Owing to Mr. Adolph's systematic arrangements, when St. Clare turned round from paying the hackman, there was nobody in view but Mr. Adolph himself, conspicuous in satin vest, gold guard-chain, and white pants, and bowing with inexpressible grace and suavity.

"Ah, Adolph, is it you?" said his master, offering his hand to him; "how are you, boy?" while Adolph poured forth, with great fluency, an extemporary speech, which he had been preparing, with great care, for a fortnight before.

"Well, well," said St. Clare, passing on, with his usual air of negligent drollery, "that's very well got up, Adolph. See that the baggage is well bestowed. I'll come to the people in a minute;" and, so saying, he led Miss Ophelia to a large parlor that opened on the verandah.

While this had been passing, Eva had flown like a bird, through the porch and parlor, to a little boudoir opening likewise on the verandah.

A tall, dark-eyed, sallow woman, half rose from a couch on which she was reclining.

"Mamma!" said Eva, in a sort of a rapture, throwing herself on her neck, and embracing her over and over again.

"That'll do, — take care, child, — don't, you make my head ache," said the mother, after she had languidly kissed her.

St. Clare came in, embraced his wife in true, orthodox, husbandly fashion, and then presented to her his cousin. Marie lifted her large eyes on her cousin with an air of some curiosity, and received her with languid politeness. A crowd of servants now pressed to the entry door, and among them a middle-aged mulatto woman, of very respectable appearance, stood foremost, in a tremor of expectation and joy, at the door.

"O, there's Mammy!" said Eva, as she flew across the room; and, throwing herself into her arms, she kissed her repeatedly.

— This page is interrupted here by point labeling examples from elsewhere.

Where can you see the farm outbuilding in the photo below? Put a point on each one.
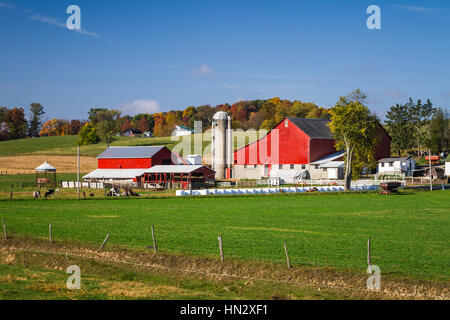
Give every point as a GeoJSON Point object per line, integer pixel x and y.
{"type": "Point", "coordinates": [45, 175]}
{"type": "Point", "coordinates": [398, 165]}
{"type": "Point", "coordinates": [297, 144]}
{"type": "Point", "coordinates": [135, 157]}
{"type": "Point", "coordinates": [148, 166]}
{"type": "Point", "coordinates": [179, 176]}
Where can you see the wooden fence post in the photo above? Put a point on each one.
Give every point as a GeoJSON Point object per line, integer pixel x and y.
{"type": "Point", "coordinates": [50, 233]}
{"type": "Point", "coordinates": [287, 256]}
{"type": "Point", "coordinates": [155, 248]}
{"type": "Point", "coordinates": [104, 242]}
{"type": "Point", "coordinates": [221, 248]}
{"type": "Point", "coordinates": [4, 229]}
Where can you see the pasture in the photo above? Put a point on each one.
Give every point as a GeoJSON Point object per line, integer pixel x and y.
{"type": "Point", "coordinates": [410, 232]}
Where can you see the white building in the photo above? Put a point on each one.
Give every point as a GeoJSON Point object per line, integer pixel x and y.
{"type": "Point", "coordinates": [194, 159]}
{"type": "Point", "coordinates": [399, 165]}
{"type": "Point", "coordinates": [181, 131]}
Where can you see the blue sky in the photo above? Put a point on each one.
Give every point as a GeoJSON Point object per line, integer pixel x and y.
{"type": "Point", "coordinates": [148, 56]}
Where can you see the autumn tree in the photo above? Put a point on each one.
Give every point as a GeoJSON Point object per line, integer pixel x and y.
{"type": "Point", "coordinates": [354, 128]}
{"type": "Point", "coordinates": [399, 127]}
{"type": "Point", "coordinates": [75, 126]}
{"type": "Point", "coordinates": [88, 135]}
{"type": "Point", "coordinates": [421, 114]}
{"type": "Point", "coordinates": [35, 123]}
{"type": "Point", "coordinates": [16, 124]}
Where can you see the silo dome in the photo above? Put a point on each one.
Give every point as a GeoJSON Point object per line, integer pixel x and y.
{"type": "Point", "coordinates": [221, 115]}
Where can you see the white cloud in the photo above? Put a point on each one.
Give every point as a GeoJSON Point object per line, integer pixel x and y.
{"type": "Point", "coordinates": [203, 70]}
{"type": "Point", "coordinates": [56, 22]}
{"type": "Point", "coordinates": [140, 106]}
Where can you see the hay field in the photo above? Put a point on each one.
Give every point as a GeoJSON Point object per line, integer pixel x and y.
{"type": "Point", "coordinates": [64, 164]}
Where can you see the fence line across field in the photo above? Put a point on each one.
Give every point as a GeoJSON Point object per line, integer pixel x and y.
{"type": "Point", "coordinates": [219, 238]}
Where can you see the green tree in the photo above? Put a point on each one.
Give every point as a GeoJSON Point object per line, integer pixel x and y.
{"type": "Point", "coordinates": [107, 124]}
{"type": "Point", "coordinates": [36, 119]}
{"type": "Point", "coordinates": [93, 114]}
{"type": "Point", "coordinates": [420, 118]}
{"type": "Point", "coordinates": [400, 127]}
{"type": "Point", "coordinates": [16, 123]}
{"type": "Point", "coordinates": [354, 129]}
{"type": "Point", "coordinates": [440, 131]}
{"type": "Point", "coordinates": [88, 135]}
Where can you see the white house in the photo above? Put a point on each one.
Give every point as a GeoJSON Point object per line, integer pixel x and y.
{"type": "Point", "coordinates": [399, 165]}
{"type": "Point", "coordinates": [447, 166]}
{"type": "Point", "coordinates": [194, 159]}
{"type": "Point", "coordinates": [181, 131]}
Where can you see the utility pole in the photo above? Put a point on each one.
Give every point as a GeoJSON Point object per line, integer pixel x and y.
{"type": "Point", "coordinates": [431, 175]}
{"type": "Point", "coordinates": [78, 172]}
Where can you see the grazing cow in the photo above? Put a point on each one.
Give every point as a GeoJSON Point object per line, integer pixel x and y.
{"type": "Point", "coordinates": [50, 192]}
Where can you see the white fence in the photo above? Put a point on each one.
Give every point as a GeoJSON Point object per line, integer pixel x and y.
{"type": "Point", "coordinates": [75, 184]}
{"type": "Point", "coordinates": [206, 192]}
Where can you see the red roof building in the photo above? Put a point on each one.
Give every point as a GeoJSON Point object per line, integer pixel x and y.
{"type": "Point", "coordinates": [293, 144]}
{"type": "Point", "coordinates": [134, 157]}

This woman did not tell her that she made her head ache, but, on the contrary, she hugged her, and laughed, and cried, till her sanity was a thing to be doubted of; and when released from her, Eva flew from one to another, shaking hands and kissing, in a way that Miss Ophelia afterwards declared fairly turned her stomach.

"Well!" said Miss Ophelia, "you southern children can do something that I couldn't."

"What, now, pray?" said St. Clare.

"Well, I want to be kind to everybody, and I wouldn't have anything hurt; but as to kissing — "

"Niggers," said St. Clare, "that you're not up to, — hey?"

"Yes, that's it. How can she?"

St. Clare laughed, as he went into the passage. "Halloa, here, what's to pay out here? Here, you all — Mammy, Jimmy, Polly, Sukey — glad to see Mas'r?" he said, as he went shaking hands from one to another. "Look out for the babies!" he added, as he stumbled over a sooty little urchin, who was crawling upon all fours. "If I step upon anybody, let 'em mention it."

There was an abundance of laughing and blessing Mas'r, as St. Clare distributed small pieces of change among them.

"Come, now, take yourselves off, like good boys and girls," he said; and the whole assemblage, dark and light, disappeared through a door into a large verandah, followed by Eva, who carried a large satchel, which she had been filling with apples, nuts, candy, ribbons, laces, and toys of every description, during her whole homeward journey.